De Luca parla di Renzi e delle prossime elezioni «Siamo approdati a una legge elettorale che ci condannerà a non avere un risultato di chiarezza democratica. Abbiamo fatto un passo indietro di 20 anni».
De Luca parla di Ius Soli, di immigrazione di sicurezza ma anche del caso Boschi «Io avrei detto in maniera più esplicita: sono un parlamentare della Repubblica, ho cercato, senza mancare di rispetto alle autonomie delle varie istituzioni, di tutelare interessi legittimi dell’economia e della società che rappresento, così come ho lavorato per tutelare allo stesso modo interessi di altre comunità».
Del M5S e di De Maio aggiunge: «Più parla Di Maio, meglio è. Ha parlato per due, tre settimane e ne ha già dette di grosse sull’Europa, sul referendum anti-euro, sull’articolo 18 da introdurre anche nelle imprese sotto i 10, 5, 2 dipendenti. Forse pure per i barbieri. Emergeranno le contraddizioni e il vuoto programmatico del Movimento, la cui evoluzione seguo da tempo. Sulla lunga distanza non può reggere una forza politica che ha dentro tutto e il suo contrario».
L’ex sindaco di Salerno parla anche del figlio Piero De Luca e della sua idea di candidarsi alle prossime elezioni «Mio figlio ha vent’anni di sua militanza di partito. E non vive di politica, ma del suo lavoro. Farà quello che vuole, e quello che decideranno gli organismi di partito. Come tutti i cittadini italiani non deve chiedere il permesso a nessuno per esercitare i suoi diritti costituzionali».
Alle accuse di salernocentrismo De Luca risponde «Questo è un luogo comune. Qualcuno per pigrizia mentale, per ignoranza o malafede alimenta questi municipalismi idioti. Napoli non ha mai avuto dalla Regione tante risorse e tanta attenzione come oggi: 3 miliardi di euro, risorse imponenti per le infrastrutture, per la cultura, per le politiche sociali. Sono l’unico dirigente politico che può parlare lo stesso linguaggio a Napoli, a Caserta, a Salerno, a Benevento, ad Avelino. E a Roma. Il mio rapporto con Napoli è cento volte più stretto e forte di tutti quelli che alimentano le guerre di campanile».

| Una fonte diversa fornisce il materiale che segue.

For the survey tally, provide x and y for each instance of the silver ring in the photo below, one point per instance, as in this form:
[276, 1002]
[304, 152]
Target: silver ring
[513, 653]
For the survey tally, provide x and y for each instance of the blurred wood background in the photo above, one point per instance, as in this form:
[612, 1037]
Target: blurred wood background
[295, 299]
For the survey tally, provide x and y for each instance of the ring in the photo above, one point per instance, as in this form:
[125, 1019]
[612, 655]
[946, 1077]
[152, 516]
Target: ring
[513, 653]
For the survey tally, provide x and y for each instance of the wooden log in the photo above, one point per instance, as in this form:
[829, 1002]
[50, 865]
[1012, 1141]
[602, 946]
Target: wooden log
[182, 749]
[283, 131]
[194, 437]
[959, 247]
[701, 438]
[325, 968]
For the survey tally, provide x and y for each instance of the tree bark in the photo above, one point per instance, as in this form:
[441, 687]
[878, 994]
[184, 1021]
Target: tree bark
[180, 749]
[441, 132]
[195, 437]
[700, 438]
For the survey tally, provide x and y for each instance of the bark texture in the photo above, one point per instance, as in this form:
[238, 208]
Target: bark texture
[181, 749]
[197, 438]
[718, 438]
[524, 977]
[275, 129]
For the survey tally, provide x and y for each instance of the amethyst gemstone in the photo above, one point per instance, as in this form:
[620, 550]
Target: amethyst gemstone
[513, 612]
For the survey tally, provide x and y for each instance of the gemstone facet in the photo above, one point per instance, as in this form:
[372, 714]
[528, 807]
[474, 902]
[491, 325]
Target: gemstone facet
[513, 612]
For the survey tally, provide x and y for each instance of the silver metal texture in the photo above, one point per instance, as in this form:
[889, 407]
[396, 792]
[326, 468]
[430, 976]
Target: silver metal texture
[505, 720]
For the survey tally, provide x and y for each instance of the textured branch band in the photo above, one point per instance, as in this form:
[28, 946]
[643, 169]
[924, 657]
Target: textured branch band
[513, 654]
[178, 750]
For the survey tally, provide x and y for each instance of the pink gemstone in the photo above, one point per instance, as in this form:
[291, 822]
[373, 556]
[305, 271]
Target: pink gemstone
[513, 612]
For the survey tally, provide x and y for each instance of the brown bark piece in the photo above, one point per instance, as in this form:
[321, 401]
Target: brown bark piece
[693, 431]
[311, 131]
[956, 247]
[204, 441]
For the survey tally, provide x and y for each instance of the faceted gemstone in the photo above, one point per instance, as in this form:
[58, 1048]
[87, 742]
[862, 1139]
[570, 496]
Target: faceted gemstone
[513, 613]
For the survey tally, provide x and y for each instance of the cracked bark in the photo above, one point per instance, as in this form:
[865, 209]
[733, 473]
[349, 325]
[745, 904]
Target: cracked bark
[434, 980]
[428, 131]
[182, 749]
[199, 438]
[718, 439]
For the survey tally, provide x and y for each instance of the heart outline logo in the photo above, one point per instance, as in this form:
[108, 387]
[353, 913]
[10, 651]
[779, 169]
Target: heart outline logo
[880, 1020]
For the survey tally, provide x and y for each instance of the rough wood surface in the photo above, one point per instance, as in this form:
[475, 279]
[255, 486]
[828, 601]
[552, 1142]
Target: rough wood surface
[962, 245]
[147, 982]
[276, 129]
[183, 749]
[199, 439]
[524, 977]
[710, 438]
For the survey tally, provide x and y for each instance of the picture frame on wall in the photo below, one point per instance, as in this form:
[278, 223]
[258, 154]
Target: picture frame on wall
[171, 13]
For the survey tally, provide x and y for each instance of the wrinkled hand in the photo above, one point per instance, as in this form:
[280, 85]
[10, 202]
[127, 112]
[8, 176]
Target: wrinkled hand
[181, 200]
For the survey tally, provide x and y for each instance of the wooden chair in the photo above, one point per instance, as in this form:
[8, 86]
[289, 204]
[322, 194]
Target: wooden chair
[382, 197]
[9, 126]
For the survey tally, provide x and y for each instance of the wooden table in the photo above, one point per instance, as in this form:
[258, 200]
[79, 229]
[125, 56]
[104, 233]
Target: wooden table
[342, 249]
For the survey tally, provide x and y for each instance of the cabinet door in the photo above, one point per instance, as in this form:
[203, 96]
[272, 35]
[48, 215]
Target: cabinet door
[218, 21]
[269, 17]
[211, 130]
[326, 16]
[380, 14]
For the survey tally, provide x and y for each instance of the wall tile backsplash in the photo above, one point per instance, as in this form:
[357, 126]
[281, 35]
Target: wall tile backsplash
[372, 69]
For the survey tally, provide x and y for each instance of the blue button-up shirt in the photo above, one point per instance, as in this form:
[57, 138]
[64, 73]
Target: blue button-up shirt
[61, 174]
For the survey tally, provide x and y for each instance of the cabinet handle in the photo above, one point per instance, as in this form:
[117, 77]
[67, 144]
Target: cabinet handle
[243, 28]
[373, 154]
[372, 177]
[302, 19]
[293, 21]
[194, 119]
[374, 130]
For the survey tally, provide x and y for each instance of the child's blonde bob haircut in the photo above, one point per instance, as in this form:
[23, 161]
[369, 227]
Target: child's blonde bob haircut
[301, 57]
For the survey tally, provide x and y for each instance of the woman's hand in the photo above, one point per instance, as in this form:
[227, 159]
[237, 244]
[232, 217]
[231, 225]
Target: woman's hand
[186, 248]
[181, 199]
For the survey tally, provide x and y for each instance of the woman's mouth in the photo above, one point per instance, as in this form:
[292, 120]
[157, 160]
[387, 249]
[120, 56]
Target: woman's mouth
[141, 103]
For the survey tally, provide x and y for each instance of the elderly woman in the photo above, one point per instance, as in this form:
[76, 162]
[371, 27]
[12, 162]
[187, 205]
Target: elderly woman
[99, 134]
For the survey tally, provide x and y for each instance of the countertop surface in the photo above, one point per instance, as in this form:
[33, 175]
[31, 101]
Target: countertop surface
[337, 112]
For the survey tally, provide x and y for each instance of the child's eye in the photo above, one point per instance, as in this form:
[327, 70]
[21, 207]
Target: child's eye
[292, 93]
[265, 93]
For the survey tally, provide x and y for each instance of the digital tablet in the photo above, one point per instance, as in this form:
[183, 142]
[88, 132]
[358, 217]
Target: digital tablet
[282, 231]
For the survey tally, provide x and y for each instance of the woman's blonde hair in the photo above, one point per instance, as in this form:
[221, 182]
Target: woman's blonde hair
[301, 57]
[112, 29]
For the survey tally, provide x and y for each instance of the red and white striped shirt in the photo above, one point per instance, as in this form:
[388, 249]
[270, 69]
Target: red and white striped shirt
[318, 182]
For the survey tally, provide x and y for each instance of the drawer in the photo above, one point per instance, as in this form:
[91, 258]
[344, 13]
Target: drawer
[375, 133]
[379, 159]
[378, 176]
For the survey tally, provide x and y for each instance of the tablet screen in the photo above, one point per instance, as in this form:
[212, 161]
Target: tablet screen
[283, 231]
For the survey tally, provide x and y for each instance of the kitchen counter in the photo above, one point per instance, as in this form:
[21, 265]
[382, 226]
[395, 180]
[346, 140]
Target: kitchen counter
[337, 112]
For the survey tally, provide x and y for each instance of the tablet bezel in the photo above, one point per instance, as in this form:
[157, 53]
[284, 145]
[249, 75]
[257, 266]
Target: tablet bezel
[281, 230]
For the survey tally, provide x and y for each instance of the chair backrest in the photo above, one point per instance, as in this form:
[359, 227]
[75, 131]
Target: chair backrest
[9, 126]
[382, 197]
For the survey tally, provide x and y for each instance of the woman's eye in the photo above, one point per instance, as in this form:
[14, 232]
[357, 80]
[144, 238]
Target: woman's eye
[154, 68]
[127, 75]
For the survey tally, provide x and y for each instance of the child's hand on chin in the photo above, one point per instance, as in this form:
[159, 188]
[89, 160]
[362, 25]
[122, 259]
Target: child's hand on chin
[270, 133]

Sul suo modello di Regione aggiunge: «Il nuovo governo regionale è partito da un autentico disastro, i conti sono noti a tutti. Stiamo facendo un’operazione di portata storica: sta nascendo per la prima volta una identità campana, un orgoglio di sentirsi campani, riconoscendosi in un ente che non produce paludi burocratiche, ma efficienza, decisioni, correttezza amministrativa e risultati.
È in atto una rivoluzione democratica: l’abbandono cioè delle clientele di massa e l’affermazione dei diritti uguali per tutti i cittadini. E ancora: una svolta antiburocratica: niente più tempi morti, autorizzazioni entro tre mesi, risanamento dei bilanci. Per la prima volta avremo un bilancio senza carte false, senza entrate finte, un lavoro immane per le Asl e per la Regione con l’obiettivo di portare la Campania in Europa sul serio.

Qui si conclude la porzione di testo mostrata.